只是两个孩子都面带黑气,动不动就昏迷,苏州城的大夫说,是中了蛊毒,只有下蛊人能解
据大夫说,苗人下蛊,爱用许多种毒虫毒草,乱七八糟掺在一块,根本分辨不出是哪一种,旁人也就没法解毒
“你准备下一步怎么办?”沈默问道
“等,”苏雪轻声道:“我们三个身上都中了蛊毒,他们一定会来找我的”说着脸色微红道:“毕竟在他们看来,大人之所以回护小女子,是因为……中了情蛊”

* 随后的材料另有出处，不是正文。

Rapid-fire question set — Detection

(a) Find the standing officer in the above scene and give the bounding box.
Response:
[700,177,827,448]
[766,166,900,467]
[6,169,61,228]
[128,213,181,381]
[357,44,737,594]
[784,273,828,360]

苏雪已经把蛊的事情讲给沈默了,只是没具体说,是该如何种蛊而已
沈默点头道:“那你要注意安全”
“民女知道”苏雪轻声道:“另外,上次大人说教习乐曲一事,现在还用得着我吗?”
“那当然……”沈默笑道:“还是算了吧,你还得照顾弟弟妹妹”
“有乳娘帮着照顾,不打紧的”苏雪轻声道:“大人的事情,我随时都可以开始”
“那就麻烦姑娘了”沈默笑道:“明早有车接你去市舶司,到时候你看情况安排吧”
“是”苏雪轻声道
话分两头,各说一边,且说那胡公子灰头土脸离了苏州城,越想越觉着憋屈,简直要气得吃不下饭身边的狐朋狗友便撺掇他,去松江散散心,据说那里有倭人女子,别有风味呦
胡宁一听很是心动,也不甘心就这样夹着尾巴回去了,便名人调转船头,往松江方向去了因为出门已经不早了,等到天黑时,才到了昆山地界
胡宁这种大少爷,自然不愿在船上过夜,便带着一干手下,下船去找驿馆住
因是憋了一肚子气,他便发泄在了可怜的昆山驿,不是嫌驿站对他一伙怠慢了,就是嫌饭菜做得难吃,横挑鼻子竖挑眼,纯粹就是找事儿
驿丞陪笑道:“昆山穷地方,比不得别处,大爷请将就吧”
胡宁便说对方瞧不起自己,跟班们也是存心想从这里找回平衡,竟把那驿丞捆绑起来,倒吊在树上用柳条蘸水抽打
驿卒们慌忙跑到县衙禀告,当时海瑞正与祝乾寿讨论河务,闻讯义愤填膺,拍案而起道:“早听说这胡公子飞鹰走狗,横行霸道,今天可要好生整治一番!”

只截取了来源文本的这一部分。